Feature IMF World Bank OECD DAC
Primary Use Economic forecasting Development indicators Development assistance
Country Coverage ~190 countries ~200 countries ~60 donors
Time Range 1980-present + forecasts 1960-present 1960-present
Update Frequency Biannual (April, October) Annual Annual
Deflators GDP, CPI (avg & EOP) GDP, GDP linked, CPI DAC deflator
Exchange Rates WEO rates WDI rates DAC exchange rates
Future Estimates Yes (~5 years) No No
PPP Rates No Yes No

IMF World Economic Outlook

Overview

The International Monetary Fund's World Economic Outlook (WEO) database provides economic indicators with estimates for future years.

Data URL: https://www.imf.org/en/Publications/WEO

Available Functions

from pydeflate import (
    imf_gdp_deflate,    # GDP deflator
    imf_cpi_deflate,    # CPI (period average)
    imf_cpi_e_deflate,  # CPI (end-of-period)
    imf_exchange        # Exchange rates
)

Strengths

  • Future estimates: Includes ~5 year forecasts for GDP deflators and CPI
  • Comprehensive: Covers ~190 countries with consistent methodology
  • Frequent updates: Published twice yearly (April, October)
  • Economic focus: Ideal for macroeconomic analysis

Limitations

  • Estimates subject to revision
  • Exchange rates are derived based on WEO data (instead of published directly as an indicator)

When to Use IMF

Use IMF data when you need:

  • Future year estimates

    # Project 2024-2026 aid budgets to constant 2023 prices
    imf_gdp_deflate(df, base_year=2023, ...)
    

  • Consistency with IMF publications

    # Ensure compatibility with IMF reports
    imf_cpi_deflate(df, base_year=2020, ...)
    

  • End-of-period CPI for financial reporting

    # December year-end adjustments
    imf_cpi_e_deflate(df, base_year=2018, ...)
    

Data Characteristics

  • GDP deflator: Broad measure of price changes in the economy
  • CPI (period average): Average monthly CPI across the year
  • CPI (end-of-period): December CPI value
  • Exchange rates: Yearly average, derived from WEO data

World Bank

Overview

The World Bank provides a comprehensive collection of development indicators spanning decades.

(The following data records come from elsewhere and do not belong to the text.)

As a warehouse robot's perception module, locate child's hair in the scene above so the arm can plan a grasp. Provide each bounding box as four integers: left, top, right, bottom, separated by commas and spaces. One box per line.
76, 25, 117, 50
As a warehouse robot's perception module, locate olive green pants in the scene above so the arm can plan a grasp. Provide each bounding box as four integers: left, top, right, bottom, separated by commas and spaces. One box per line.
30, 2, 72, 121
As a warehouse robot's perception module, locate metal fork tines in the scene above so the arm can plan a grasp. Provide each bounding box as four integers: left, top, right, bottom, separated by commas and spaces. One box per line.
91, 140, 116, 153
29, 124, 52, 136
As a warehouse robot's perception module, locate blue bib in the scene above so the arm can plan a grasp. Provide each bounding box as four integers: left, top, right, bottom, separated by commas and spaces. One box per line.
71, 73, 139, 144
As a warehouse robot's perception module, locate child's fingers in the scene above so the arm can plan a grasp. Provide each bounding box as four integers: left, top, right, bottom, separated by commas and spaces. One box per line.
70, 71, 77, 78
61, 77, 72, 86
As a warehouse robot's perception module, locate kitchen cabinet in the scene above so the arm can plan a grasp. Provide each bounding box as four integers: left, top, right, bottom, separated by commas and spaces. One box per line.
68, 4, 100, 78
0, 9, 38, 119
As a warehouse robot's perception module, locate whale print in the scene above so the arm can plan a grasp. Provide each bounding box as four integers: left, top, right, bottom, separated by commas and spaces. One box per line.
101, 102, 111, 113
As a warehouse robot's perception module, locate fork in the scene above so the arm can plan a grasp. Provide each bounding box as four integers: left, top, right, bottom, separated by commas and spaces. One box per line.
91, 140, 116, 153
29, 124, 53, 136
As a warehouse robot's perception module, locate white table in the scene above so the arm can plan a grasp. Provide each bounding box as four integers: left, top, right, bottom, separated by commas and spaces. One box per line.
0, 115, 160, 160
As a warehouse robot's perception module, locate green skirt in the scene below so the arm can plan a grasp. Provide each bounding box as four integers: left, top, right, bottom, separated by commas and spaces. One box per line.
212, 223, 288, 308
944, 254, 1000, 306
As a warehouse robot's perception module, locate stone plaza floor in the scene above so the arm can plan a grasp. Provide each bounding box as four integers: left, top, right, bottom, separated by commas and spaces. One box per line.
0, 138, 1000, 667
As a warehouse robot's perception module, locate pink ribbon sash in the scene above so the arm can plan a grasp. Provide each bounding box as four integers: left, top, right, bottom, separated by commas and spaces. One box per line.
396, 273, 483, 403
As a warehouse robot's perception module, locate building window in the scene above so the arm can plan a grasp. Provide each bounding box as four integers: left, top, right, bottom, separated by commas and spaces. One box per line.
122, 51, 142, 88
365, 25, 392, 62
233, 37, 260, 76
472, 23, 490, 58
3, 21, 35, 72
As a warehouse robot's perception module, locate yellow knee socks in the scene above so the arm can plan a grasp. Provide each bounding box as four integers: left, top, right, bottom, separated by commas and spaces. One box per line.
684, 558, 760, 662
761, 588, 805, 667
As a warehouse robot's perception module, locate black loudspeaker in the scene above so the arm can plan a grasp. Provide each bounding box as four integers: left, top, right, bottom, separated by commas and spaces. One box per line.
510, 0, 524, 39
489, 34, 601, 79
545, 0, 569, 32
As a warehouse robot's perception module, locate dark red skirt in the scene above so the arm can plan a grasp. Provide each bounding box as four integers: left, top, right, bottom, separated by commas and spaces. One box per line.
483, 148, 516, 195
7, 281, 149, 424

Data URL: https://databank.worldbank.org/

Available Functions

from pydeflate import (
    wb_gdp_deflate,         # GDP deflator
    wb_gdp_linked_deflate,  # Linked GDP deflator
    wb_cpi_deflate,         # CPI
    wb_exchange,            # Market exchange rates
    wb_exchange_ppp         # PPP exchange rates
)

Strengths

  • Deep history: Data from 1960 onwards
  • Broad coverage: ~200 countries and territories
  • Linked deflators: Includes estimates for some gaps in the series.
  • PPP rates: Purchasing power parity comparisons
  • Development focus: Tailored for development indicators

Limitations

  • No future estimates
  • Annual updates
  • Some historical gaps for smaller countries

When to Use World Bank

Use World Bank data when you need:

  • Long time series (20+ years)

    # Analyze trends from 1980-2020
    wb_gdp_linked_deflate(df, base_year=2010, ...)
    

  • PPP comparisons for living standards

    # Compare GDP per capita across countries
    wb_exchange_ppp(df, source_currency="LCU", target_currency="USA", ...)
    

  • Consistency with World Bank data

    # Match World Development Indicators
    wb_gdp_deflate(df, base_year=2015, ...)
    

  • GDP series with some gaps filled

    # Handle breaks in deflator series
    wb_gdp_linked_deflate(df, base_year=2015, ...)
    

Data Characteristics

  • GDP deflator: Annual percentage change, standard series
  • Linked GDP deflator: Annual percentage change, with some gaps filled
  • CPI: Consumer price index (period average)
  • Exchange rates (market): From IMF IFS, yearly average
  • Exchange rates (PPP): Purchasing power parity conversion factors

OECD Development Assistance Committee

Overview

The OECD DAC provides specialized deflators and exchange rates for Official Development Assistance (ODA), maintained specifically for aid flow analysis.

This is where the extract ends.